There’s no other way. In order for Europe to hold together as a monetary union it must be able to issue a currency region-wide bond. That’s according to Christopher Sims, Nobel-prize winning economist and Princeton University professor, speaking on a panel at the IMF over the weekend:

My view is that the only way to preserve the usual manner of operation of monetary policy in Europe, and the usual operation of financial institutions is to deliver on the Eurobond, and not after years but soon. A Eurobond that could be used as the main instrument of monetary policy in Europe would go a long way to stabilizing the financial system.

This explains why Europe is in trouble while other industrialized nations that also face high debt levels are not seeing anywhere near the same market pressures, Sims said:

There is a very important distinction between inflation risk and default risk. There is a kind of a default premium. An entity that issues debt that only promises to pay paper that it can print for free, is free of any risk that the entity will be unable to deliver on the contract terms. It’s one thing for markets to worry about unpredictable inflation reducing the value of a bond. Another thing is for the markets to be uncertain whether at the next rollover this issue of debt is going to not be fully paid or whether there might be a general haircut on debt.

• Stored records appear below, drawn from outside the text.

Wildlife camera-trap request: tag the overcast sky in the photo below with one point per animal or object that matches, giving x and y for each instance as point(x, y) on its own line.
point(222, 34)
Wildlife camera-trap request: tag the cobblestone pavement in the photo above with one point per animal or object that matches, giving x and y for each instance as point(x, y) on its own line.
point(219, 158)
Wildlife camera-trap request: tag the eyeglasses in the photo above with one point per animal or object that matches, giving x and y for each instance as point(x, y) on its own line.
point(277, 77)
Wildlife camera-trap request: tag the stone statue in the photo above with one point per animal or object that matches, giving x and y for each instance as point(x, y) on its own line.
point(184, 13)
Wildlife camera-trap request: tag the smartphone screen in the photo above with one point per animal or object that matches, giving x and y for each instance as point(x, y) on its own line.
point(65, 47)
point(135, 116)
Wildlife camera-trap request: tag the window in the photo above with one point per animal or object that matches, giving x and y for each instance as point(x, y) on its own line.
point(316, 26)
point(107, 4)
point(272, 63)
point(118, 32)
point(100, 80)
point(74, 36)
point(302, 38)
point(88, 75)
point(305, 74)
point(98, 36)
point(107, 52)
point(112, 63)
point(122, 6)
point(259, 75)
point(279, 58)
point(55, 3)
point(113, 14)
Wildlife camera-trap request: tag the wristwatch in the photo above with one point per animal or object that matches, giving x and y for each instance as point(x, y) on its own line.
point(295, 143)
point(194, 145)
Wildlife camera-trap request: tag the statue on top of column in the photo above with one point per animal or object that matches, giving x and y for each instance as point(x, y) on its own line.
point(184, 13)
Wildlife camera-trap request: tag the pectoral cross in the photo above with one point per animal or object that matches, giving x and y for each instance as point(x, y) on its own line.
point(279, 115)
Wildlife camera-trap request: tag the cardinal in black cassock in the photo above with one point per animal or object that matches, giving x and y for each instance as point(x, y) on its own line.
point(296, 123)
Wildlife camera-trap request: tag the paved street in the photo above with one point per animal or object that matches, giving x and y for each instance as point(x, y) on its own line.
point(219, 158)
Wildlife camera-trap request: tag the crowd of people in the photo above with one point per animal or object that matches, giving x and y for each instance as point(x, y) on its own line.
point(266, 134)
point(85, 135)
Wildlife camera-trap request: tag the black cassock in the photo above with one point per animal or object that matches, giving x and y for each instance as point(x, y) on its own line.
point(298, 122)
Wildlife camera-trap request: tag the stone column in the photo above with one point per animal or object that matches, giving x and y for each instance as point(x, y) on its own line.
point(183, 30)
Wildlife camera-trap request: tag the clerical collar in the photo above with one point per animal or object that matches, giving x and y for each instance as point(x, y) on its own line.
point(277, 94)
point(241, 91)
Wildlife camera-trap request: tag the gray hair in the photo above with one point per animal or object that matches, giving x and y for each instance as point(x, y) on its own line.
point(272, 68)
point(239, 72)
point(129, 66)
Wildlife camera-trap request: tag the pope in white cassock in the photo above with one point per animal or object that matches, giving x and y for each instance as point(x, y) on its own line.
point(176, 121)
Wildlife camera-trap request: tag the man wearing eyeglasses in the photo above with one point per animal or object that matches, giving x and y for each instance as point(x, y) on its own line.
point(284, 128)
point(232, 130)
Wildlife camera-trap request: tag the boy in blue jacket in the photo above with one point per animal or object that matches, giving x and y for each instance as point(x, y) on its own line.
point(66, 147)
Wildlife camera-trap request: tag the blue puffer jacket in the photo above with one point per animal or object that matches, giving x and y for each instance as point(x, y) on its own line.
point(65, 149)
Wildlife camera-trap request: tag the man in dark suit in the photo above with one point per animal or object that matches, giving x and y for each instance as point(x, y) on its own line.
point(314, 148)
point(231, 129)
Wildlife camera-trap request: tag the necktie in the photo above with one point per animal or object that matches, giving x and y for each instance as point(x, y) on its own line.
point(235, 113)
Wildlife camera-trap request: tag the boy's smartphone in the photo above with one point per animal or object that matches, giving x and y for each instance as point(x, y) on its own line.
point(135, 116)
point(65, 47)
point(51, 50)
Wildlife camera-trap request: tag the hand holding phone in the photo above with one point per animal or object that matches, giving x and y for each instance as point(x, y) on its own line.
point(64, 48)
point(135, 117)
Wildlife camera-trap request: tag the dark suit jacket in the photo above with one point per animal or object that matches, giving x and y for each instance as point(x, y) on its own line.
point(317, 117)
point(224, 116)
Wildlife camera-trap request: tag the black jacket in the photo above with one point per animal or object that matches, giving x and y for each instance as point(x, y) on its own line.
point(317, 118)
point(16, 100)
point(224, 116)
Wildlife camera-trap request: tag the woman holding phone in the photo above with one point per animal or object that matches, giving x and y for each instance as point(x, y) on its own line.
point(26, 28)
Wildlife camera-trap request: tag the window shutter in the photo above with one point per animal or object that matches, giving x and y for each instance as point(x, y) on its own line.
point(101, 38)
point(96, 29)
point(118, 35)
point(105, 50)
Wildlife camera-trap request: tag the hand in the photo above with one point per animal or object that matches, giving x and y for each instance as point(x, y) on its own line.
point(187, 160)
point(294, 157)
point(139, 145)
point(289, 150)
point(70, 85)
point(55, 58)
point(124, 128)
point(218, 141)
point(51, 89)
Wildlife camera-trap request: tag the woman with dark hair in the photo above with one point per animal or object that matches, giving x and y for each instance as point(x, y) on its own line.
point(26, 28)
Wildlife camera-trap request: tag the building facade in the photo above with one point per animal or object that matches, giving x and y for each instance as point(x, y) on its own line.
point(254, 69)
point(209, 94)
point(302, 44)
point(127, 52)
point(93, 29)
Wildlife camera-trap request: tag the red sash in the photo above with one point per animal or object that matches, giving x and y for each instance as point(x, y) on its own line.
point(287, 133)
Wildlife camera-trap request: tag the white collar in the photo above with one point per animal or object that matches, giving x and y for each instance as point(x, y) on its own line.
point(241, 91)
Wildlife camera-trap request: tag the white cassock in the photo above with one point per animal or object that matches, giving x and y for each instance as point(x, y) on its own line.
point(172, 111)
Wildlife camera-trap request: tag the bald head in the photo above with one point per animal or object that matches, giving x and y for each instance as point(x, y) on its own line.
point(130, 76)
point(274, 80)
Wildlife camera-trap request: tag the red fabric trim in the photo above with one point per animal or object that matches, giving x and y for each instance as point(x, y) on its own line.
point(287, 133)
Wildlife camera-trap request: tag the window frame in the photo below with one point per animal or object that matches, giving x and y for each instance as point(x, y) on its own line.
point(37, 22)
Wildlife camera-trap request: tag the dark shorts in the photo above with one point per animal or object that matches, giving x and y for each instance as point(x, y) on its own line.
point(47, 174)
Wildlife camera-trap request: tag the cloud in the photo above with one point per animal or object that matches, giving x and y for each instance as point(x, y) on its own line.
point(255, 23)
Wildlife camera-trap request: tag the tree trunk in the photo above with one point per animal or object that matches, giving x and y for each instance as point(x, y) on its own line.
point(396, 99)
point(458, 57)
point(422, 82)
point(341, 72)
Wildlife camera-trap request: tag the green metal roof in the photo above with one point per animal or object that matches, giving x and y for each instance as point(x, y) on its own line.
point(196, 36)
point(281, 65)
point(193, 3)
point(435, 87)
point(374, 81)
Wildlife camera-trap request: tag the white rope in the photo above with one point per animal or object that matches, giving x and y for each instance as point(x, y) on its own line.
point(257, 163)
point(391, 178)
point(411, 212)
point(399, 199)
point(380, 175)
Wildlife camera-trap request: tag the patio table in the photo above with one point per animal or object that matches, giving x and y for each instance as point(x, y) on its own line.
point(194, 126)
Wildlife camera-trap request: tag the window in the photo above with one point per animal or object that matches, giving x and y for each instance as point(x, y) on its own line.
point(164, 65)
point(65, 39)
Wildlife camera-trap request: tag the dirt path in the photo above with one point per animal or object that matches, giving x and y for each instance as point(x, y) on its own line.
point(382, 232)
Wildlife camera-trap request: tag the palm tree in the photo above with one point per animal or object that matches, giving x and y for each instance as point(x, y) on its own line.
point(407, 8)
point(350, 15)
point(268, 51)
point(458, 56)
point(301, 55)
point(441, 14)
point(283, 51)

The risks to holders of debt of an unspecified form of default is much more disruptive than the risk of losing some of the value of the debt through unpredictable inflation. And I think that’s why even though on fundamentals the UK and the U.S. and Japan look like they’re in as much trouble as European countries, nonetheless those countries can print what they promised to pay. So there’s no short-term risk of a sudden, unpredictable allocation of losses across different bondholders.